Despite university students’ efforts to head off a tuition hike, it’s going up. The state Board of Regents voted Thursday to raise tuition as much as 6.5 percent for in-state undergraduates.
They already had approved increases for out-of-state undergrads and all graduate students in March.
Regent Dennis DeConcini, a former U.S. senator from Tucson, was the only member to vote against raising Arizona State University tuition in Tempe by $280, or 6.5 percent more than this year’s annual tuition of $4,311.
“It seems to me that you have an opportunity here . . . to put the Legislature on the spot,” DeConcini told the board.
He suggested that the board offer a tuition range, and wait to make a final decision after the Legislature votes on appropriations.

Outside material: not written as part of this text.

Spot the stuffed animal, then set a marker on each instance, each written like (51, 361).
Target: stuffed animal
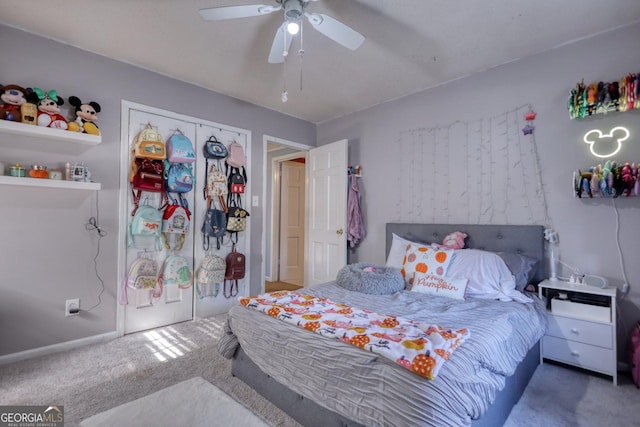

By setting rates now, “we’re going to take the blame for this,” DeConcini said.
The rest of the board was cautious, though. Regent Robert Bulla of Phoenix said the board couldn’t wait for the Legislature’s vote because incoming students need to know what tuition will be as they accept scholarships and other aid.
ASU students at Polytechnic in Mesa and West in Phoenix will pay 3.5 percent more in annual tuition, adding $149 to this year’s tuition of $4,251.
Northern Arizona University students in Flagstaff will pay 3.6 percent more next year, approximately $152 over this year’s tuition of $4,142. University of Arizona students will pay 4.6 percent more, adding $200 to this year’s tuition of $4,394.
State Superintendent of Public Instruction Tom Horne, an ex officio regent, went on record as opposing increases at all three universities.
Republicans Rep. Laura Knaperek of Tempe and Sen. Linda Gray of Phoenix, leaders of the House and Senate higher education committees respectively, wrote a letter Wednesday to Regent Gary Stuart expressing concern at the latest tuition proposals.
“It is our belief that high tuition increases are detrimental to many students and lower-income families,” the lawmakers said.
They asked that the regents consider raising tuition no higher than the rate of inflation, which is about 3.5 percent. The lawmakers also noted that the Legislature is considering an $8 million proposal to provide aid to students in the form of payment for jobs or internships relating to their studies.